Hey, I want to build my deep learning framework (like Chainer or pytorch) so that I need to know for this if there is enough knowledge gained from the two parts of the fast.ai course? if not, advise what else I need to know and where to get this knowledge.
I would say that you can take inspiration from some exciting frameworks to simplify your task. Some time ago I’ve written a post about custom training loop implementation. Probably it could give you some clues. I’ve started even writing a deep learning library but abandoned it for now because of some new tasks
But there are many much better examples (not talking about
fastai itself), like (1) ignite and (2) catalyst. The last one was inspired by
fastai I believe, but has a bit differently structured codebase that plays nice with PyTorch classes.

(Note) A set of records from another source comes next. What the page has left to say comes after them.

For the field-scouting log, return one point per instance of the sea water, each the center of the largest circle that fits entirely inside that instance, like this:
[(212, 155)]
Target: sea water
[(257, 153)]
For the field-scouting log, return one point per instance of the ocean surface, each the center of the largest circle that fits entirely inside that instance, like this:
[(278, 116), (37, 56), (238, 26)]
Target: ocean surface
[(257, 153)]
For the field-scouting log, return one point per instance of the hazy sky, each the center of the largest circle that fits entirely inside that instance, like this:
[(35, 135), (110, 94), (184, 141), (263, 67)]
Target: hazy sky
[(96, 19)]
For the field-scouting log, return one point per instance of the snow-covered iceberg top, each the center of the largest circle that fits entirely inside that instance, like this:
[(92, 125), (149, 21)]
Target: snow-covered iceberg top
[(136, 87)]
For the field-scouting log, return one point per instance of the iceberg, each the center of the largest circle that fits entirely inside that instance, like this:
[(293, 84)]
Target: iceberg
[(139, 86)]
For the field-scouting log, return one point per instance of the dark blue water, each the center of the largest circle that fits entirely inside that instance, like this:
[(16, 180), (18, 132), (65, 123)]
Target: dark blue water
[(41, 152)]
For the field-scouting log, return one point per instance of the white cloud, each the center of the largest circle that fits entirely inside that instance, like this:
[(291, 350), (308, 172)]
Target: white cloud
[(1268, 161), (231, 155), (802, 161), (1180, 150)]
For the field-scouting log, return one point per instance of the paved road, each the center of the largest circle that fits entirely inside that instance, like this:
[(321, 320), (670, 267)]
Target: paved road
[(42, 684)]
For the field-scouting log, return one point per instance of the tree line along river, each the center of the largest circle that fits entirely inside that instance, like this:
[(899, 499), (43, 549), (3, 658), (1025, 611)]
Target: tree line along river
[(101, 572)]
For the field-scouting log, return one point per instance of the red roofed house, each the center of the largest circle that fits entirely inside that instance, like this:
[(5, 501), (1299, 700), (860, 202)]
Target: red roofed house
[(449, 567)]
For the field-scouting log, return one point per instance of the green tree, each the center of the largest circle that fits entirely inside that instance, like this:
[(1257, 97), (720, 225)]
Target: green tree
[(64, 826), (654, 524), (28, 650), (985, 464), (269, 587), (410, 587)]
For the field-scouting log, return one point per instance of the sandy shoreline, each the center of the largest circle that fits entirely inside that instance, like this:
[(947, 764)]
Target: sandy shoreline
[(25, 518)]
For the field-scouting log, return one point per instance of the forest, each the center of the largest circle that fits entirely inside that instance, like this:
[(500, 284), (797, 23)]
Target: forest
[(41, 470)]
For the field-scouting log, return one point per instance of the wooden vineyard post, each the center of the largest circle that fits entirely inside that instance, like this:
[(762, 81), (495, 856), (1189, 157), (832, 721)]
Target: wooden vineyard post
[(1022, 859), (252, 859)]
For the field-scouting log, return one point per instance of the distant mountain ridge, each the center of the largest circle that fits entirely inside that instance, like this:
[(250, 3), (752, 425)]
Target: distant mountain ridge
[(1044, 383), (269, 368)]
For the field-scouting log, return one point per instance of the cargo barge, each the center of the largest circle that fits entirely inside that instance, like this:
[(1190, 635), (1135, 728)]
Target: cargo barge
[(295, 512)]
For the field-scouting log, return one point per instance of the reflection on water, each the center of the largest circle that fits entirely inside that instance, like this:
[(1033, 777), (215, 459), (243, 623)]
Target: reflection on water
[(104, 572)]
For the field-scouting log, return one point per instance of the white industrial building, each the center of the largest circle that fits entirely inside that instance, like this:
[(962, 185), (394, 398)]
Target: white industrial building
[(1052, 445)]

this is not exactly what I meant. I want to create not a library but a framework such as Chainer or PyTorch (of course, not so large-scale), so I asked. Will there be enough knowledge from parts 1 and 2 of fast.ai courses? or do i need something else?
Ah I see. Well, in this case, you need to dig deeper into the chain rule and autodiff methods. I think that Part 2 gives a nice overview of the topic so you should be able to start. (Probably you’ll need some additional sources as you go). Especially helpful could be the lectures on Swift (last two in the Part 2). They show how to build a “custom chainer” solutions.
From a practical point of view, you can also look into
spaCy library. They use custom diff framework called
thinc, probably it could give you some additional inspiration and examples.